If you cannot access your PKCS #11 secured wallet (or external KMS if you are using one), or lose your encryption keys, you will not be able to decrypt any of your encrypted data (including backups). There is no workaround to recover the encrypted data. We recommend that you backup your encryption keys in a secure location.

The built-in function admin:cluster-set-keystore-passphrase can be used to change the KMS passphrase. When you first set up encryption, we strongly recommend that you change the KMS passphrase to something other than the admin passphrase. This is to ensure that you utilize the Separation of Duties security principle as much as possible.

By default the keystore passphrase is automatically set to the admin password. We strongly recommend that you set a new, different passphrase before turning on encryption.

During an internal keystore backup/restore, data is added to the embedded PKCS #11 secured wallet; no keys are deleted. The encrypted file containing the keys is named kms.exp. The exported keystore is not imported during a restore from a backup. If you need to restore the keys, use the xdmp:keystore-import function. The keystore passphrase will be required to decrypt the exported keystore file when restoring backups on another MarkLogic instance.

To change the keystore passphrase, the current password or passphrase is required.

To restore an encrypted backup to the same cluster:

  1. Restore the backup as usual. See Backing Up and Restoring a Database in the Administrator's Guide for details.

To restore an encrypted backup to a different cluster:

  1. Use the xdmp:keystore-import function to import the keystore. The function requires the keystore passphrase of the cluster where the backup was created, to decrypt the keystore.

    xdmp:keystore-import("keystore passphrase", "/backup-directory/kms.exp")

    The import process will reject duplicate keys and log a warning that includes the ID of the rejected keys. Imported keys can only be used for decryption.

  2. Restore the backup as usual. See Backing Up and Restoring a Database in the Administrator's Guide for details.

    As long as the current database being restored is encrypted, the restored database will also be encrypted.

Using this process you can move your encrypted backups from one system to another and restore them, as long as you have the passphrase and import the keystore into the new system before restoring the backup. See Backup and Restore Overview in the Administrator's Guide for more information about backup and restore procedures.

If you lose the cluster configuration information, you must first manually restore the keystore before an encrypted backup can be restored.

To export your keystore, use the xdmp:keystore-export function.

xdmp:keystore-export("strong passphrase", "/backups/MarkLogic.wallet.bak")

This function exports all of the encryption keys stored in the MarkLogic embedded KMS (the PKCS #11 secured wallet) and stores them at the location provided to the function.

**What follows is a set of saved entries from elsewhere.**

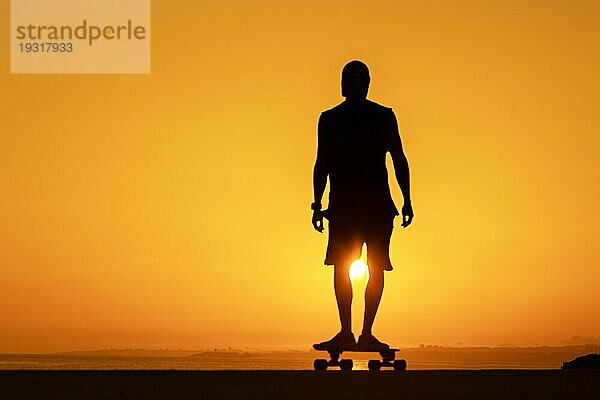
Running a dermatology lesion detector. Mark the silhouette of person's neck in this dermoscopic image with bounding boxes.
[344,96,367,104]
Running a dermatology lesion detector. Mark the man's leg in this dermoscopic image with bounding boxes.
[333,262,352,333]
[313,262,356,350]
[362,268,383,335]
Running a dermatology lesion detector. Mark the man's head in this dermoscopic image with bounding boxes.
[342,60,371,99]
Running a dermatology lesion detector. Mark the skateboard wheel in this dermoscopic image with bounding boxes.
[340,359,354,371]
[367,360,382,371]
[394,360,406,371]
[313,358,328,371]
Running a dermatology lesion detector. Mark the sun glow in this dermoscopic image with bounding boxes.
[350,260,369,281]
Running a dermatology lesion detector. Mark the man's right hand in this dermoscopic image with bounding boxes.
[312,210,325,233]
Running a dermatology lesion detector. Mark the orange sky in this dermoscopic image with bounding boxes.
[0,0,600,352]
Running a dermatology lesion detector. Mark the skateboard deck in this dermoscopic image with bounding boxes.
[313,344,406,371]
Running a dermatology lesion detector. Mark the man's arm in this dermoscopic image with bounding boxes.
[390,110,414,228]
[312,114,329,232]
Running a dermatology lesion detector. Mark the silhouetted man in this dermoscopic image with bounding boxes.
[311,60,413,350]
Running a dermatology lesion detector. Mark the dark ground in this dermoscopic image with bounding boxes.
[0,370,600,400]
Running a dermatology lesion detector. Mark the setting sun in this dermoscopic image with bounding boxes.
[350,260,369,281]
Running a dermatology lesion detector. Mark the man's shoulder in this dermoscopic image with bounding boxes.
[321,99,394,117]
[367,99,392,113]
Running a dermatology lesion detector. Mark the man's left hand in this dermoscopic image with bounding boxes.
[402,203,414,228]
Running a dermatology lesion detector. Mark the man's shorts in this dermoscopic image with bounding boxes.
[325,217,394,271]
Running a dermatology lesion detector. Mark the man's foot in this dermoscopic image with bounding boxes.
[313,332,356,350]
[356,333,390,351]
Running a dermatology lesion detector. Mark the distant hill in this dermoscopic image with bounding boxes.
[55,344,600,368]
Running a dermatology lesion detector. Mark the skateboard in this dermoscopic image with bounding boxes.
[313,345,406,371]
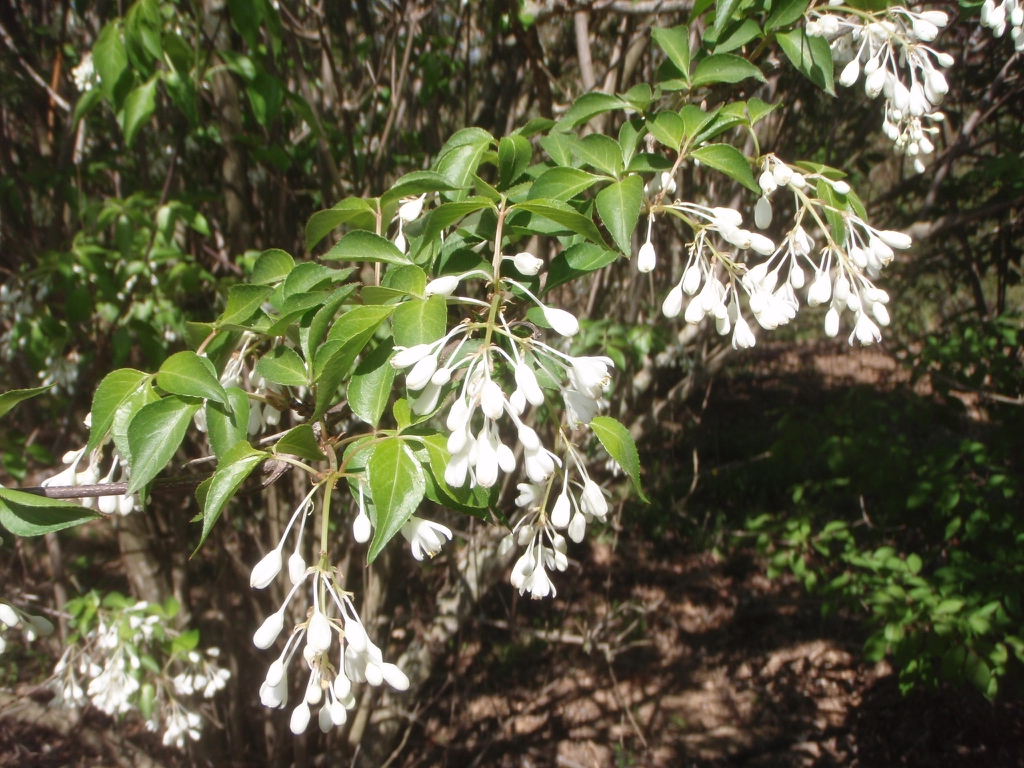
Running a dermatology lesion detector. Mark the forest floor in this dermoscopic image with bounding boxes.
[0,349,1024,768]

Excluding the Embedded KMS from a Backup

By default the MarkLogic embedded KMS (the PKCS #11 secured wallet) is automatically included in a backup. You can exclude the embedded wallet using the options in admin:cluster-set-keystore-backup-option. The include or exclude options enable you to choose whether to have the embedded KMS included as part of backups.

xquery version "1.0-ml"; 
import module namespace admin = "http://marklogic.com/xdmp/admin" 
  at "/MarkLogic/admin.xqy";

let $option := "exclude"
let $config := admin:get-configuration()
return 
  admin:cluster-set-keystore-backup-option($config,$option)

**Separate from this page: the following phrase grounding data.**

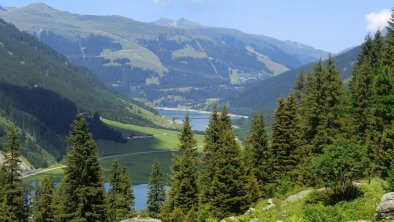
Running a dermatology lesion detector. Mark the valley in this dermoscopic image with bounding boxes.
[0,0,394,222]
[0,3,328,110]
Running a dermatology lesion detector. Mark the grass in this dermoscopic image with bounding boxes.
[232,178,384,222]
[172,46,208,59]
[24,119,203,184]
[229,69,241,84]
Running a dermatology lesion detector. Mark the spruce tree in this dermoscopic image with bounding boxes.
[55,115,107,222]
[302,60,325,153]
[300,55,347,155]
[162,113,198,218]
[385,164,394,192]
[315,55,346,147]
[373,65,394,132]
[33,176,55,222]
[198,104,221,204]
[0,127,28,222]
[209,130,250,218]
[244,113,272,198]
[383,9,394,70]
[147,161,165,218]
[107,160,134,221]
[271,94,301,180]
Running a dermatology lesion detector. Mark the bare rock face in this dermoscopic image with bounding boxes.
[373,192,394,221]
[121,217,161,222]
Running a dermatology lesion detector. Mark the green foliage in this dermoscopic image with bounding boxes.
[33,176,55,222]
[0,127,28,222]
[147,160,165,218]
[107,160,135,221]
[183,206,197,222]
[55,115,106,221]
[312,139,368,200]
[197,204,211,222]
[163,114,198,219]
[198,104,221,204]
[303,204,343,222]
[384,164,394,192]
[270,94,301,180]
[209,130,250,218]
[300,56,346,154]
[243,113,272,196]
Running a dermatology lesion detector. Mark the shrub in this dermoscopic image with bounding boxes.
[304,204,343,222]
[384,165,394,192]
[312,139,368,201]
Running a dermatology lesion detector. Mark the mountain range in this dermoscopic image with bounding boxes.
[0,19,172,167]
[0,3,328,108]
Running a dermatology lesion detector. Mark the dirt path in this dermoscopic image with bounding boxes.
[21,150,174,179]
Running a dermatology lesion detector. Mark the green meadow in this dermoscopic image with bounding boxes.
[24,119,204,184]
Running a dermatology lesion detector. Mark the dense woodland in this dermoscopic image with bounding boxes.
[0,7,394,222]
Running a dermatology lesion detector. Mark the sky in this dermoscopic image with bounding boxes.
[0,0,394,53]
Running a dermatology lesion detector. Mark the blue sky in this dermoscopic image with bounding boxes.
[0,0,394,53]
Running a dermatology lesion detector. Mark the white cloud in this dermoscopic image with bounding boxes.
[365,9,391,32]
[153,0,208,4]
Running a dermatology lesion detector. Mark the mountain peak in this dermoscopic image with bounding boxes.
[23,2,56,10]
[153,18,201,29]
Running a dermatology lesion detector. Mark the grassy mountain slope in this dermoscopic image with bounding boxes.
[0,4,327,108]
[230,47,360,117]
[235,178,384,222]
[0,20,173,167]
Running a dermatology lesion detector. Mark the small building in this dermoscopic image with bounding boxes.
[126,133,153,140]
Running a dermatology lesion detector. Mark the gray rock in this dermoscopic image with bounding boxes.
[121,217,161,222]
[373,192,394,221]
[263,199,276,211]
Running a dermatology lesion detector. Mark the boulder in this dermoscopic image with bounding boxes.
[121,217,161,222]
[373,192,394,221]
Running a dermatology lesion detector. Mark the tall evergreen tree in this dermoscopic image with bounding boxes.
[300,55,347,154]
[162,114,198,218]
[198,104,221,204]
[147,160,165,218]
[0,127,28,222]
[315,55,346,147]
[244,113,272,198]
[107,160,134,221]
[373,65,394,132]
[302,60,325,153]
[209,130,250,218]
[33,176,55,222]
[383,9,394,70]
[271,94,301,179]
[55,115,106,222]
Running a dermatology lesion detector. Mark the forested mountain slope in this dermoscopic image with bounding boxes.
[229,47,360,114]
[0,20,170,165]
[0,4,327,108]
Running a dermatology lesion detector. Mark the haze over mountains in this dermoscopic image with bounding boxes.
[0,4,328,108]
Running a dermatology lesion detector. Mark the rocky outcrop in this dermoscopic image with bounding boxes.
[373,192,394,221]
[121,217,161,222]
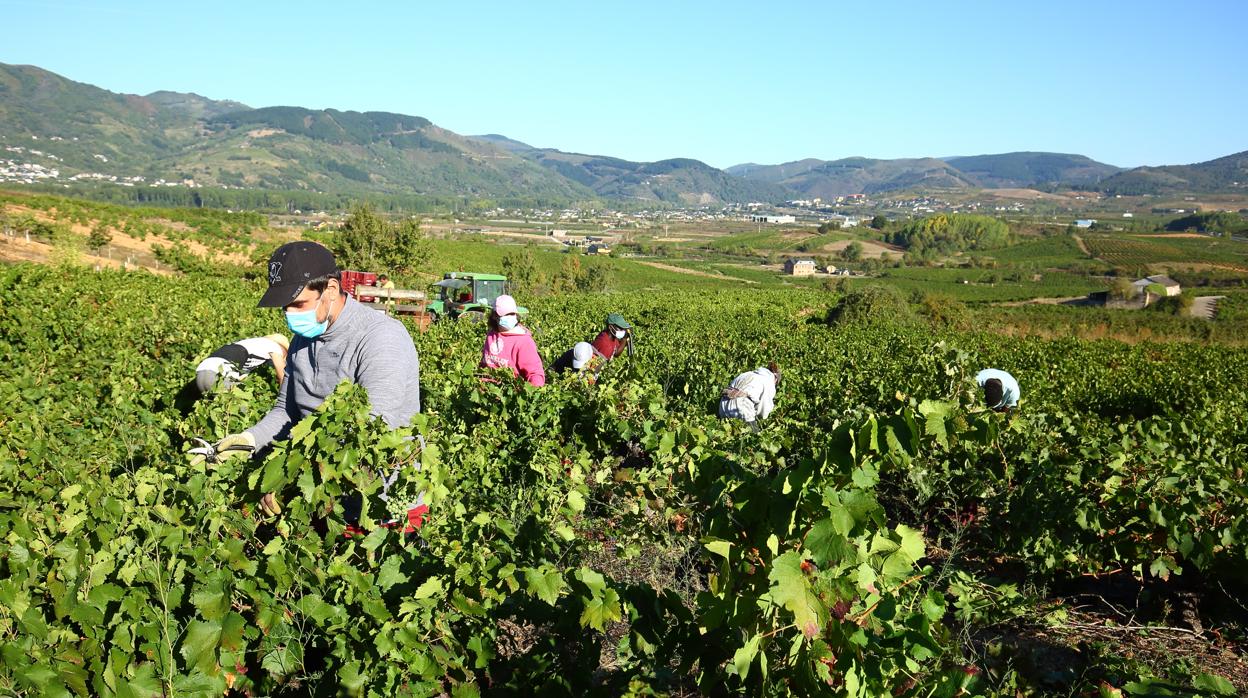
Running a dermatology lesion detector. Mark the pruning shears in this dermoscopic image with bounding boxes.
[187,436,252,463]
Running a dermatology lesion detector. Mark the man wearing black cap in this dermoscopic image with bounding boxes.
[192,241,424,527]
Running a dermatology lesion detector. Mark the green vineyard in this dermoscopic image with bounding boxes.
[0,264,1248,697]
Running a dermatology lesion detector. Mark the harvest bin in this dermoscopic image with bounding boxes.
[342,271,377,303]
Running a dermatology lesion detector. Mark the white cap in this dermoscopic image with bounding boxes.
[572,342,594,371]
[494,295,515,317]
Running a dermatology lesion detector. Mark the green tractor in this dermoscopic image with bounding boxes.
[428,271,528,322]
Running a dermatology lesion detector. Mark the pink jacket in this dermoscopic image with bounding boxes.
[480,325,545,387]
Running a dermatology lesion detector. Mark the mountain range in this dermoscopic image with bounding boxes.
[0,64,1248,206]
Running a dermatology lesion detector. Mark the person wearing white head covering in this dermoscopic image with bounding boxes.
[719,362,780,430]
[550,342,605,382]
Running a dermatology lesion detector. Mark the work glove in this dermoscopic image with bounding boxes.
[190,432,256,466]
[260,492,282,516]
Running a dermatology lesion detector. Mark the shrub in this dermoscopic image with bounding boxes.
[827,285,915,325]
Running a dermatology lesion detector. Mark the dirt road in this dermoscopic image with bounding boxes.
[1188,296,1226,320]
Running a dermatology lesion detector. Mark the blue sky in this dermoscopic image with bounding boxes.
[0,0,1248,167]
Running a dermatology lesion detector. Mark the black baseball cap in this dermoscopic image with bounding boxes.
[258,240,338,307]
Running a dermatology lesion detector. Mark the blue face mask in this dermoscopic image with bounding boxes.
[286,293,329,340]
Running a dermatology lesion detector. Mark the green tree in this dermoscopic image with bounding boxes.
[329,205,433,276]
[86,221,112,253]
[377,219,433,276]
[841,240,862,262]
[503,245,543,293]
[577,262,615,293]
[550,255,585,293]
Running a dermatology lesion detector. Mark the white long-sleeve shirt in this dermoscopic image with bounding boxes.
[719,367,776,422]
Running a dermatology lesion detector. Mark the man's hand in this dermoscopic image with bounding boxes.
[190,432,256,466]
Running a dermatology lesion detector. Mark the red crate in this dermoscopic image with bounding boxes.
[342,271,377,303]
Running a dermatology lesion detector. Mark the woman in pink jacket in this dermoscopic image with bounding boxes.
[480,296,545,387]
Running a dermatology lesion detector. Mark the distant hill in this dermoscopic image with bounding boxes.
[0,64,789,205]
[146,90,251,119]
[724,157,827,184]
[1097,151,1248,196]
[943,152,1122,189]
[524,149,792,206]
[468,134,537,152]
[728,157,976,199]
[0,64,1248,206]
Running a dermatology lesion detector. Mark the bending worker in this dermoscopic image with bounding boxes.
[188,241,428,532]
[480,295,545,387]
[719,361,780,431]
[975,368,1020,412]
[550,342,603,383]
[590,312,633,361]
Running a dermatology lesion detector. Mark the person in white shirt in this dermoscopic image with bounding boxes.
[975,368,1020,412]
[195,335,291,396]
[719,362,780,431]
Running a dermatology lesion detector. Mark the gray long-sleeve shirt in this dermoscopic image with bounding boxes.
[247,296,421,448]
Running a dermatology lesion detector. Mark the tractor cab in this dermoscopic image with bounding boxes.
[419,271,516,320]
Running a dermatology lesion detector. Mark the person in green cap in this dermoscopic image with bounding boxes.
[590,312,633,361]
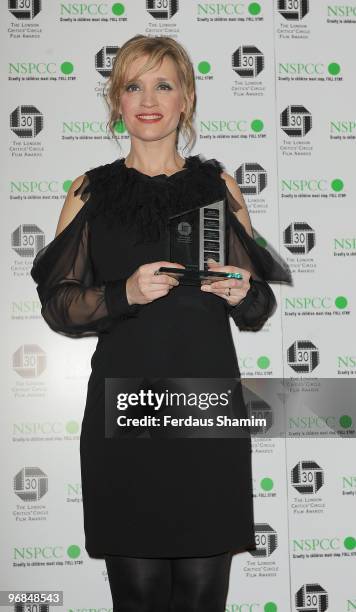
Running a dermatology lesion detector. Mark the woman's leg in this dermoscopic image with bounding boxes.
[169,552,232,612]
[105,555,171,612]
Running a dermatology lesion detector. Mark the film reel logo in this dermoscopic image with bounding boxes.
[249,523,278,558]
[12,344,47,378]
[287,340,320,374]
[232,45,265,78]
[10,105,43,138]
[280,104,312,137]
[295,583,329,612]
[283,221,315,255]
[291,460,324,495]
[95,46,119,78]
[14,467,48,502]
[235,162,267,195]
[11,223,45,258]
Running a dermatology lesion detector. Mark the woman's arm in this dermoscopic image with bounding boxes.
[221,172,277,331]
[31,175,140,337]
[220,172,253,238]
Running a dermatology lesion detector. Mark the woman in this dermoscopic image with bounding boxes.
[32,35,290,612]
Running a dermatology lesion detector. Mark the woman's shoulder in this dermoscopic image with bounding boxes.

Setting the option to exclude prevents the embedded KMS from being included in the backup.

If you set the backup option to exclude and turn off the automatic inclusion of the keystore, you are responsible for saving keystore (the embedded KMS) to a secure location. If you cannot access your PKCS #11 secured wallet (or external KMS if you are using one), or lose your encryption keys, you will not be able to decrypt any of your encrypted data (including backups).

Backups Using a Secondary Key

MarkLogic encryption at rest includes the ability to use a secondary backup key encryption key (BDKEK) for encrypting backups when encryption is configured with an external KMS. Using this BDKEK you can restore your backup to a new system, one that might not have access to the CDKEK and/or CCKEK.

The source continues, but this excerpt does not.